Se engrossarmos o caldo com a noção de que até há cem anos a população no Ocidente estava concentrada 80% no campo e só 20% nas cidades, mas que a proporção se inverteu completamente agora, constataremos que esse monte de gente está empilhada nas grandes cidades, com espaços reduzidos para tudo. Com cotoveladas, pisões, puxões, empurrões, odores fétidos, irritações e quejandos.

Se adicionarmos à receita a lei da demanda e da oferta, veremos que por estarmos no coração da explosão demográfica, há muito mais gente correndo atrás do pão de cada dia, que, por sua vez, está cada vez mais longe, a não ser que você chame comida congelada de pão-nosso. E se lembrarmos que o que o homem considera “pão nosso de cada dia” hoje é muito mais do que considerava há décadas, ou seja, que inventamos necessidades que não existiam e consumimos uma montanha de lixo inútil sem pestanejar, teremos uma idéia das razões pelas quais vivemos todos cansados e estressados.

Durante boa parte da história do homem, ele viveu cansado pela busca da salvação de sua alma. Essa foi a preocupação preponderante em eras e eras. “O que devo fazer para ser salvo?”, a pergunta que o jovem rico fez a Jesus, era mais repetida que o “de onde viemos e para onde vamos?” Não à toa as mais destacadas personagens de boa parte dessas sociedades eram aqueles que detinham a resposta a essa pergunta: os sacerdotes.

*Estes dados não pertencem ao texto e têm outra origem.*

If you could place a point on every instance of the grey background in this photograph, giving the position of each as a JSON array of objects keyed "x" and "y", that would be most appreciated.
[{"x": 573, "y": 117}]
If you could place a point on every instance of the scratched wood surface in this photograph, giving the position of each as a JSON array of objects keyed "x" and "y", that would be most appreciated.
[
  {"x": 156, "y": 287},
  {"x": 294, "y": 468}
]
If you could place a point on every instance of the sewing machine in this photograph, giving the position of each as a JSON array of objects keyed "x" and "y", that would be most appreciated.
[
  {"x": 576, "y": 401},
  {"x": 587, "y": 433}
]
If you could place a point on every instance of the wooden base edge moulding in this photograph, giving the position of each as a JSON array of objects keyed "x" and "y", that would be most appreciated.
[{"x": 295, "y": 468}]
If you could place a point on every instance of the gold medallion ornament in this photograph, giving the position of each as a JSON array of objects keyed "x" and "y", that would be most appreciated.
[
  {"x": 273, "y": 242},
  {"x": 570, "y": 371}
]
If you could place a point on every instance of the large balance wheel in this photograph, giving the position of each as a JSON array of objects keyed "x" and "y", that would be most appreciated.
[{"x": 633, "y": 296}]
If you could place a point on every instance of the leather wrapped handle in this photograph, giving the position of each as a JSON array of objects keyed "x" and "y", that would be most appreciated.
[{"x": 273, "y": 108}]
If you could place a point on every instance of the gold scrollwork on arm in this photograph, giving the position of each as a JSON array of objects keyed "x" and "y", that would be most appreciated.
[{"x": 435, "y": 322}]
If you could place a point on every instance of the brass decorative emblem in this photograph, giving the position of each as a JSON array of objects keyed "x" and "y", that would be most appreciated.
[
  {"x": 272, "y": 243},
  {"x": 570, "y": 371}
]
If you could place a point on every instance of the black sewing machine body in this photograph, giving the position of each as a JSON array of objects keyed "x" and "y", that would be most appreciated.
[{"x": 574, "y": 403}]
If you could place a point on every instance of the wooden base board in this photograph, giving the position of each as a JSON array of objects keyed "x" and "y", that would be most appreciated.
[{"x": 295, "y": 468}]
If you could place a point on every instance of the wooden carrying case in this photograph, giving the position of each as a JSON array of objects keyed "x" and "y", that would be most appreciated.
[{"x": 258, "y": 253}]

Agora, contudo, que vivemos a quilômetros da horta e do pomar mais próximos, que encontrar o básico e aquilo que nós consideramos ser básico - e que não é - custa muito esforço, requer atenção a uma infinidade de coisas acontecendo ao mesmo tempo, em velocidade frenética, agora que sobreviver requer uma longa caminhada para longe das coisas da alma e das preocupações com a eternidade, o cansaço é epidêmico e mil vezes mais venenoso, porque não tem o consolo da esperança que a preocupação com a eternidade dá. Fomos longe de Deus e estamos estafados – este poderia ser o resumo do raio-X do nosso século.

Mas olhem a resposta-convite que achei. “Pois assim diz o Senhor Deus, o Santo de Israel: Voltando e descansando, sereis salvos; no sossego e na confiança estará a vossa força” (Isaías 30:15).

A salvação é uma volta e um descanso. Não precisamos de mais nada além disso.

* * * * * * * * *
Abro este blog para nele desaguar minhas pequenas reflexões sobre as coisas que nos bastam, que, tendo, não precisamos de mais nada. As coisas essenciais, portanto.